Uygulamaya geçildiğinde, sözkonusu formlar imzalatılıp bir nüshası gözaltına
alınana verilmeli, bir nüshası da muhafaza edilmelidir. Bu uygulamalar ile,
gözaltına alınan kişilerin kayda geçirilmediği, dolayısıyla, kötü muameleye
maruz kalmış olabileceği şüphelerinin önüne geçilmiş olacaktır. Ayrıca,
gözaltına alınanların kayıtlarının düzenli tutulmasının denetlenmesine ilişkin
3.12.1997 tarihinde yayınlanan Başbakanlık genelgesi'nin
uygulanmasına özen gösterilmelidir.
10. Nezarethaneler
standartlara uygun hale getirilmeli veya yeniden yapılmalıdır.
Genel Müdürlükte standartlara ilişkin bilgi mevcuttur.
11. illerde insan
haklarına ilişkin yapılan bütün çalışmaların Merkezdeki birimlere, örneğin il
emniyet teşkilatları tarafından Emniyet Genel Müdürlüğü İnsan Hakları Şubesine,
bildirilmesi faydalı olur.
12. Atatürk'ün "hayatta
en hakiki mürşit ilimdir" sözünün rehberliğinde yapılan eğitime verilen önem
sürdürülmeli ve şu somut adımlar atılmalıdır. a) Polis eğitimine ilişkin Avrupa
Konseyi ile ikili ilişkilere dayalı olarak geliştirilen proje
bir an önce uygulamaya geçirilmeli ve bu konuda resmi bir açıklamaya
gidilmelidir b) Değişik platformlarda
ifade ettiğim Polis Akademisi insan Hakları Araştırma Merkezi (PAİHAM)
kurulmalıdır. Kurulacak bu merkez, özellikle,
polislik ve insan hakları alanında uygulamaya yönelik yapacağı bilimsel
araştırma, çalışma ve yayınları vs. ile önemli bir fonksiyon icra edecektir. c)
Devlet, Bağımsız bir İnsan Hakları Enstitüsü kurmalıdır.

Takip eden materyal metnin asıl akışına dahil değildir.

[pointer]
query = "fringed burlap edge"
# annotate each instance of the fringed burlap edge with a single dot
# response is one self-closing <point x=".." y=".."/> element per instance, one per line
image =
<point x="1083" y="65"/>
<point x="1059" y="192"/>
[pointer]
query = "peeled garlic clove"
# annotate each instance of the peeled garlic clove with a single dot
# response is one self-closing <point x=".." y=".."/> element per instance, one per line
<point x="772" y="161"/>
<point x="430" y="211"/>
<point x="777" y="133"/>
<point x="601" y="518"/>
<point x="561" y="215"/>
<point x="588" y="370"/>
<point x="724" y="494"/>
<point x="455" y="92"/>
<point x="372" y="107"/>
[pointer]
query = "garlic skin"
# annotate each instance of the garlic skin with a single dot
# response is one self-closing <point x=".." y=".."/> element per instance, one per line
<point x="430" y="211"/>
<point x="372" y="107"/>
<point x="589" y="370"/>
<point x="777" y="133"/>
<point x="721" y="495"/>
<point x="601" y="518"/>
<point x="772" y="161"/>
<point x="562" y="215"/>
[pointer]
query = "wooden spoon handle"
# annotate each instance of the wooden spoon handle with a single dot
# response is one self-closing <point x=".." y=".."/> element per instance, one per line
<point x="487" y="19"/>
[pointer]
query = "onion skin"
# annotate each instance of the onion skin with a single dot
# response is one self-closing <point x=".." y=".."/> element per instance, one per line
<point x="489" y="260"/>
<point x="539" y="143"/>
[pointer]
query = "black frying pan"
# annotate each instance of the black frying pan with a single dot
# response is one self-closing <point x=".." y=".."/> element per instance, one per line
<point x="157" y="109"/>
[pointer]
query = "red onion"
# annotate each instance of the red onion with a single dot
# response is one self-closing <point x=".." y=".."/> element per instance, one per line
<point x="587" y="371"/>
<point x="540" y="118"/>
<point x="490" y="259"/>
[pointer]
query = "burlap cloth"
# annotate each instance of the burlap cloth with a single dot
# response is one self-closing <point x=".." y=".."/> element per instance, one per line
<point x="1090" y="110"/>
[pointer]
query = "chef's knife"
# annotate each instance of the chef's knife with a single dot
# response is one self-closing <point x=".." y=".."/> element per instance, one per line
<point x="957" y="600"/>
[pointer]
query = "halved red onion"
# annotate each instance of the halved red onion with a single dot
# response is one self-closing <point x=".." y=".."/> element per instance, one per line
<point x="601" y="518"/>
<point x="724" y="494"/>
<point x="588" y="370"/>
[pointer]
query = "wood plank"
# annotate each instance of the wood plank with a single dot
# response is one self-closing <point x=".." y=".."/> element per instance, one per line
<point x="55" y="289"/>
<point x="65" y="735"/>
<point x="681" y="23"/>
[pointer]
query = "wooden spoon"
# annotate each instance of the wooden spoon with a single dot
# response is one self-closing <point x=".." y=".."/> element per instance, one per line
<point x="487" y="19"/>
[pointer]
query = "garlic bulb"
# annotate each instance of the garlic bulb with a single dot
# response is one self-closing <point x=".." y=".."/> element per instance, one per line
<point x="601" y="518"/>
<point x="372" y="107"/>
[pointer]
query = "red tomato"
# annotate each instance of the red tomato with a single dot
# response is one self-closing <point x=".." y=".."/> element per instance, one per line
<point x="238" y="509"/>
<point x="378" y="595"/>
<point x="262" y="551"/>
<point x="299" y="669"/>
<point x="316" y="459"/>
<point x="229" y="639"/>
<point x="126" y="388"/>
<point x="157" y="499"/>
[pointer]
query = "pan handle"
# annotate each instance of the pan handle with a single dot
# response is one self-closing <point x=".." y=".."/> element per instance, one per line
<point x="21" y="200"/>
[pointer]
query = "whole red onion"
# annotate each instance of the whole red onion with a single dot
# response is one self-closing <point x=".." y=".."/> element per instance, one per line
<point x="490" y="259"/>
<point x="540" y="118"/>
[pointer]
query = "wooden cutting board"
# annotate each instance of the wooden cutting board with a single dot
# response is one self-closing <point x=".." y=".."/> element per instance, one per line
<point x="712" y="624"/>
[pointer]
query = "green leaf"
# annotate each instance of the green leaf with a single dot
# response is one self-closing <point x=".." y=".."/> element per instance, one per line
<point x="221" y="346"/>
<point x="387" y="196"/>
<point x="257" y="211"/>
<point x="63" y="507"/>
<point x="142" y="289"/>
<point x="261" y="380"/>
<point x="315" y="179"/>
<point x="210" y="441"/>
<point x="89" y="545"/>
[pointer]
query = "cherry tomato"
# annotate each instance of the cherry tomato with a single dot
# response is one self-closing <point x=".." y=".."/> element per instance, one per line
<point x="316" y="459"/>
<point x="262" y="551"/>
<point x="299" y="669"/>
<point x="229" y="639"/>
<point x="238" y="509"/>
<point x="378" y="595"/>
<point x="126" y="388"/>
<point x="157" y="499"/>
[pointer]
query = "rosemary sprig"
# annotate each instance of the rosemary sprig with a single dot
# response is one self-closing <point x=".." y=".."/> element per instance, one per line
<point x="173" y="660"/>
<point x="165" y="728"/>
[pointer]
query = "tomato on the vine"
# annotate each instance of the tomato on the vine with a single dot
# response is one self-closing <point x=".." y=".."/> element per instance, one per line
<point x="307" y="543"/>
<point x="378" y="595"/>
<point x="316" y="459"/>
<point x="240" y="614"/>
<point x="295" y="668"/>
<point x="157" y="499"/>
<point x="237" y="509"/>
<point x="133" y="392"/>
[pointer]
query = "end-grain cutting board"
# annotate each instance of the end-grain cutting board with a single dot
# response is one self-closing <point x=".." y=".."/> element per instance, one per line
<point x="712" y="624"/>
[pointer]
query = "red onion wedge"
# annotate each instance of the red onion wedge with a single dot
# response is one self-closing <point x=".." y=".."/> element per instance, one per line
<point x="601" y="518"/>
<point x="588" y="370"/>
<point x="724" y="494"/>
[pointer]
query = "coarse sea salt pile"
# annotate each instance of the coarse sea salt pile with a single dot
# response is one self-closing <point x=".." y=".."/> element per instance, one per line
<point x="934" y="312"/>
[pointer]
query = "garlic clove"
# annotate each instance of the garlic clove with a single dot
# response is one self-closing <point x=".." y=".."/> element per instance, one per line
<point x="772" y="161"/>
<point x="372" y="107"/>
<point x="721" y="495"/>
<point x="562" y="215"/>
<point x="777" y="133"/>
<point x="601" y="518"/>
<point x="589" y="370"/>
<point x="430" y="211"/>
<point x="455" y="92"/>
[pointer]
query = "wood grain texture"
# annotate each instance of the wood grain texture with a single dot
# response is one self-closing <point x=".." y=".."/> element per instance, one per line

Bu Enstitü, doğrudan
TBMM tarafından finanse edilen bir kurum olabilir. Bu enstitü'nün karakteristik
özelliği, disiplinlerarası bir çalışma yapan kurum olmalıdır.
çünkü, günümüzde, ihsan hakları sorunu, sadece hukuki değil,
sosyolojik, psikolojik, tarihsel, vs. açılardan incelenip çözüme ulaştırılacak
bir sorun olarak önümüzde durmaktadır. Dolayısıyla, farklı alanlardan 30-40
kadar bilim adamının çalışma yapacağı böyle bir kurumun insan haklarına ilişkin
uygulamaya yönelik sorunlara bilimsel verilere dayalı çözüm önerileri getirmesi
sağlanacaktır. Bu çeşit bir kurum, bir İskandinav ülkesi olan Danimarka'da
1987'den beri faaliyet göstermektedir.
Sonuç
AİÖS ve AİöK
ile getirilen mekanizma; hukuk ve insan hakları yanında uluslararası
ilişkilerimiz açısından önemli bir yere sahiptir. AİöK'nin
Türkiye'ye yaptığı ziyaret ve raporlar çerçevesinden bakıldığında, sorun,
işkence ve kötü muamelenin önlenmesine yönelik mevcut siyasi iradenin uygulamaya
geçirilmesinde düğümlenmektedir. Dolayısıyla, sorunun aşılabilmesi için,
yukarıda bahsedilen öneriler ışığında, kanun uygulayıcıları olarak gerekeni
yapmayı sürdürdüğümüz oranda kişilerin işkence ve kötü muameleye tabi olmama
haklarının korunumunda önemli bir mesafe alınmış olacaktır.